A forest ranger in a 120ft observation tower sees a fire. The angle of depression to the fire is 3.5. What is the horizontal distance between the tower and the fire
horizontal distance --- x
I see it as:
tan 3.5° = 120/x
x = 120/tan3.5 = appr 1962 ft
To find the horizontal distance between the tower and the fire, we can use trigonometric ratios. In this case, we'll use the tangent ratio.
The tangent of an angle is defined as the ratio of the length of the opposite side to the length of the adjacent side. In this scenario, the opposite side is the height of the tower (120 ft) and the adjacent side is the horizontal distance we're trying to find.
We know the angle of depression to the fire is 3.5 degrees. Let's represent the horizontal distance as "x".
Using the tangent ratio:
tan(angle) = opposite/adjacent
tan(3.5) = 120/x
We can now solve for x by rearranging the equation:
x = 120 / tan(3.5)
Using a calculator, we can find the value of "x":
x ≈ 2055.328
Thus, the horizontal distance between the tower and the fire is approximately 2055.328 ft.
To find the horizontal distance between the observation tower and the fire, we can use the tangent function.

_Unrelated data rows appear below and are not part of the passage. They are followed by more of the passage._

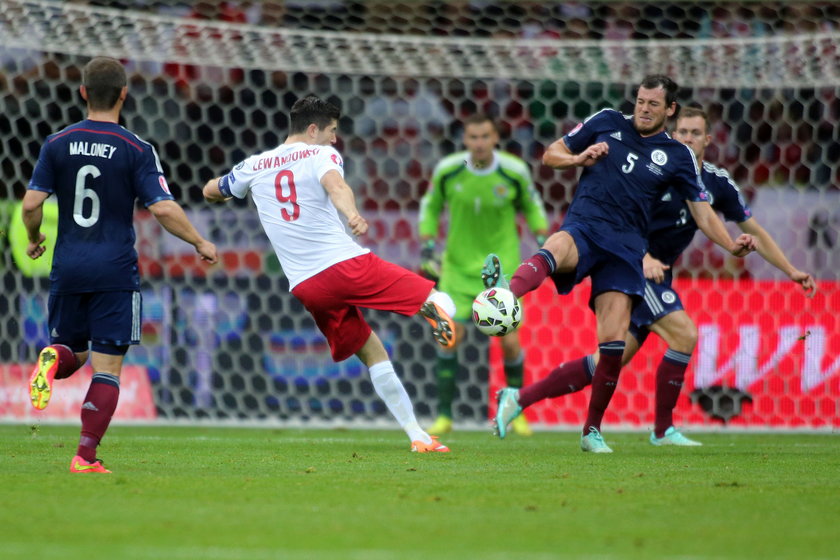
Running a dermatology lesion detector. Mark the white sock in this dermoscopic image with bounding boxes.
[426,292,455,318]
[368,361,432,443]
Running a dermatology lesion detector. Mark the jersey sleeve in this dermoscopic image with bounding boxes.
[712,169,752,223]
[418,160,445,238]
[313,146,344,181]
[219,156,257,198]
[134,144,175,207]
[671,142,709,202]
[27,142,55,194]
[563,109,616,154]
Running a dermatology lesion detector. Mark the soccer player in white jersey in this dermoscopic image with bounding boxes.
[204,95,456,453]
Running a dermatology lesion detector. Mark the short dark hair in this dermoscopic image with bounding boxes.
[82,56,128,111]
[677,104,710,134]
[289,93,341,134]
[464,113,499,132]
[639,74,680,107]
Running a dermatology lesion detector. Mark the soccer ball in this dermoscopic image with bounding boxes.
[473,288,522,336]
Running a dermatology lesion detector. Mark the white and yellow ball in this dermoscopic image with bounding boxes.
[473,288,522,336]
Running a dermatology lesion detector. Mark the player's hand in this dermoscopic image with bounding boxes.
[26,233,47,259]
[642,254,671,284]
[195,239,219,264]
[347,214,367,237]
[729,233,757,257]
[578,142,610,167]
[790,270,817,298]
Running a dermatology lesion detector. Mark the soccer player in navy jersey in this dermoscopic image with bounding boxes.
[22,57,216,473]
[496,107,816,446]
[482,74,755,453]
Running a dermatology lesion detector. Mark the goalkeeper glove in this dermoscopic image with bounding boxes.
[420,239,440,282]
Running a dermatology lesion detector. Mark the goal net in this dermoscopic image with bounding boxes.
[0,0,840,428]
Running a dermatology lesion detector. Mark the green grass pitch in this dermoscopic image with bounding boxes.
[0,425,840,560]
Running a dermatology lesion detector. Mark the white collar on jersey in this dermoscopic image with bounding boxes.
[464,150,499,175]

The tangent of an angle is defined as the ratio of the length of the opposite side to the length of the adjacent side. In this case, the angle of depression of 3.5 degrees gives us the opposite side (the height of the observation tower) and we need to find the adjacent side (the horizontal distance).
Let's denote the horizontal distance as "d", and the height of the observation tower as "h".

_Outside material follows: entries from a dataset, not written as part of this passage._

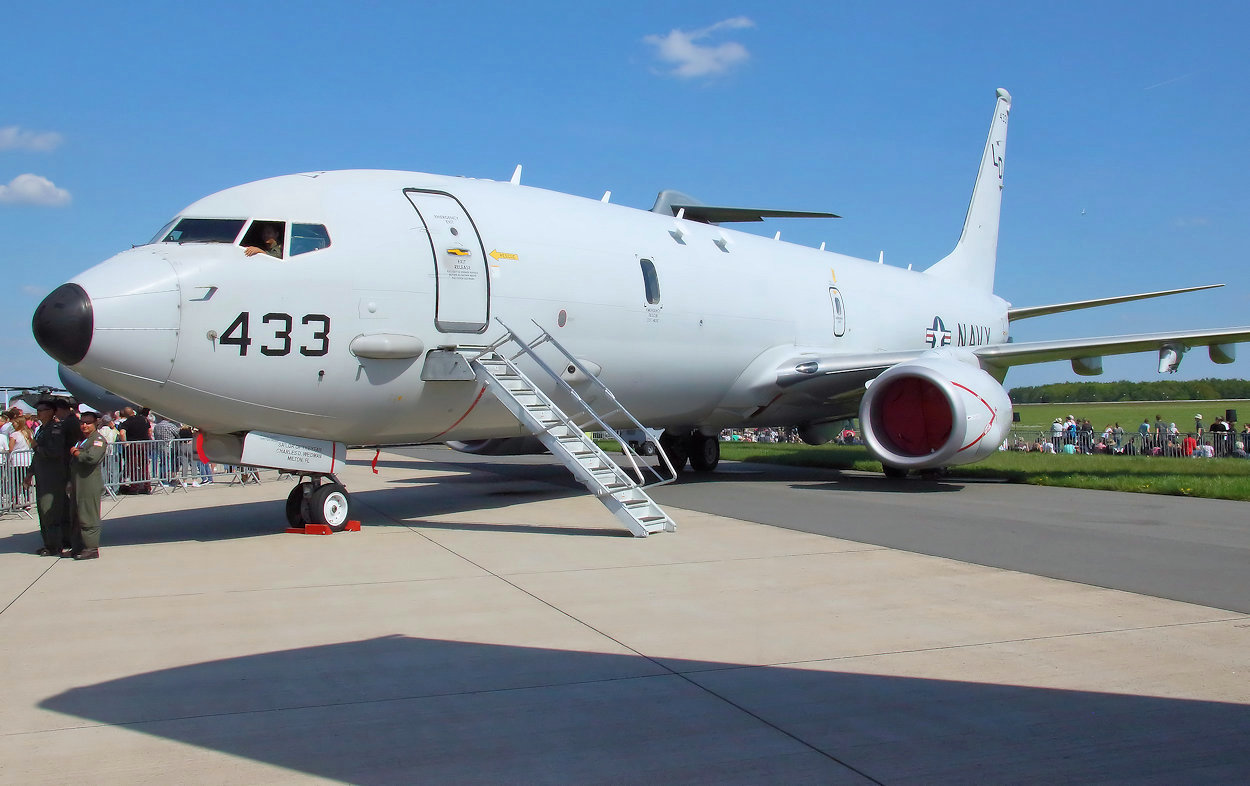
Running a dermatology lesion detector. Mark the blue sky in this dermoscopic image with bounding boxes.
[0,1,1250,387]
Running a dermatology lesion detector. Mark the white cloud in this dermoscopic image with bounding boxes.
[0,175,73,207]
[0,125,64,152]
[643,16,755,79]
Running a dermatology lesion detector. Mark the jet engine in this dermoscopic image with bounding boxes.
[860,350,1011,470]
[446,436,546,456]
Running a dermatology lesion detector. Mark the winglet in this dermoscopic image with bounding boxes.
[925,87,1011,292]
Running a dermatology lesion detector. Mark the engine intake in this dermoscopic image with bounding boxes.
[860,351,1011,470]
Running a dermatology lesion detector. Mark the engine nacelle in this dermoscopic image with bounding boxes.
[446,436,546,456]
[860,350,1011,470]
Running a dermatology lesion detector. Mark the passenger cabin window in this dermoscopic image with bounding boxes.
[159,219,246,242]
[291,224,330,256]
[643,259,660,305]
[239,220,286,259]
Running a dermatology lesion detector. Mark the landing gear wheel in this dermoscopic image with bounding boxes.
[689,431,720,472]
[660,432,690,475]
[309,484,351,532]
[286,481,316,529]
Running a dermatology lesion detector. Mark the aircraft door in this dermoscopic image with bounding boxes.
[404,189,490,332]
[829,286,846,336]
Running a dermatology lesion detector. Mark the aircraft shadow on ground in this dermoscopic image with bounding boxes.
[39,636,1250,784]
[0,467,607,554]
[379,447,970,494]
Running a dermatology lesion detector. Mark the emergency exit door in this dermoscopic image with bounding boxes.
[404,190,490,332]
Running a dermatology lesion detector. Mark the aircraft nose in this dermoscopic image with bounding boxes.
[31,284,95,366]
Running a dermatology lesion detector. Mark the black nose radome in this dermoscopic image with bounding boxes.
[30,284,95,366]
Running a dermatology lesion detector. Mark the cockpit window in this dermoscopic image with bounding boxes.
[239,220,286,259]
[160,219,245,242]
[291,224,330,256]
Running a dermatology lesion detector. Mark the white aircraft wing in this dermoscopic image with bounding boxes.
[776,326,1250,401]
[971,327,1250,369]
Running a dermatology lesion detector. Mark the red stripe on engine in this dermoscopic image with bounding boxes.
[951,382,999,454]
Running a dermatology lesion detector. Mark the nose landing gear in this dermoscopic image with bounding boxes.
[286,475,351,532]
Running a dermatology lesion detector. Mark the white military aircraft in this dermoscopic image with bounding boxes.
[33,90,1250,535]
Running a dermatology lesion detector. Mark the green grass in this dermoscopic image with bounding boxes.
[1015,399,1250,434]
[604,437,1250,501]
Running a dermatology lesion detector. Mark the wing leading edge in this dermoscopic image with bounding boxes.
[971,326,1250,371]
[775,326,1250,399]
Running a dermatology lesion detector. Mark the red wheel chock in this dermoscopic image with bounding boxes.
[286,519,360,535]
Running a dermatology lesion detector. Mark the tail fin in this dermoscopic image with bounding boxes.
[925,87,1011,292]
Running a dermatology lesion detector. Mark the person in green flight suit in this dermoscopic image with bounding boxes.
[26,399,70,557]
[70,412,109,560]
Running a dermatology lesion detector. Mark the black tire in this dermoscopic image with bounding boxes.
[309,484,351,532]
[690,431,720,472]
[286,481,314,529]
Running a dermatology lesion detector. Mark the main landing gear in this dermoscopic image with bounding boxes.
[660,431,720,474]
[286,475,351,532]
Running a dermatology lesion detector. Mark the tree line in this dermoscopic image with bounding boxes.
[1009,379,1250,404]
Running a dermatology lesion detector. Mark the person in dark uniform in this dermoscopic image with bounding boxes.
[70,412,109,560]
[54,399,83,550]
[26,399,70,557]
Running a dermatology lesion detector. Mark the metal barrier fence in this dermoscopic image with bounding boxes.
[1005,429,1250,459]
[0,440,276,517]
[0,450,35,519]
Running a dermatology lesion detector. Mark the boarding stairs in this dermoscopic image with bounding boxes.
[459,320,678,537]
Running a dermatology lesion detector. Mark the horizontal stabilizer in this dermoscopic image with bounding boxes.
[651,190,841,224]
[1008,284,1224,322]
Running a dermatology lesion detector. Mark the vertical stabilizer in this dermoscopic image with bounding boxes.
[925,87,1011,292]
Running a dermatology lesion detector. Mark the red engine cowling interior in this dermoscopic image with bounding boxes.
[860,355,1011,470]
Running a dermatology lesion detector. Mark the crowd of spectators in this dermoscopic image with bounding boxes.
[0,399,214,492]
[1000,414,1250,459]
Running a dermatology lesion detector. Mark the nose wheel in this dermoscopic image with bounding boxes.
[286,475,351,532]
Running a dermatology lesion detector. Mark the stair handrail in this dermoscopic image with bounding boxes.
[475,341,643,494]
[484,316,678,486]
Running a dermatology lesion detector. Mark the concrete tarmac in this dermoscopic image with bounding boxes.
[0,451,1250,784]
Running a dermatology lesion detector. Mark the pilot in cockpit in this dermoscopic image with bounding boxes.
[243,224,283,259]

Using tangent, we can set up the following equation:
tan(3.5) = h / d
To solve for "d", we need to isolate it on one side of the equation. We can do this by rearranging the equation:
d = h / tan(3.5)
Now, we can substitute the given information into the equation:
h = 120 ft
angle of depression = 3.5 degrees
Plugging these values into the equation, we get:
d = 120 ft / tan(3.5)
Using a scientific calculator, we can calculate the tangent of 3.5 degrees:
tan(3.5) ≈ 0.0610865
Now, substitute this value into the equation:
d = 120 ft / 0.0610865
Evaluating this expression gives us:
d ≈ 1963.37 ft
Therefore, the horizontal distance between the observation tower and the fire is approximately 1963.37 feet.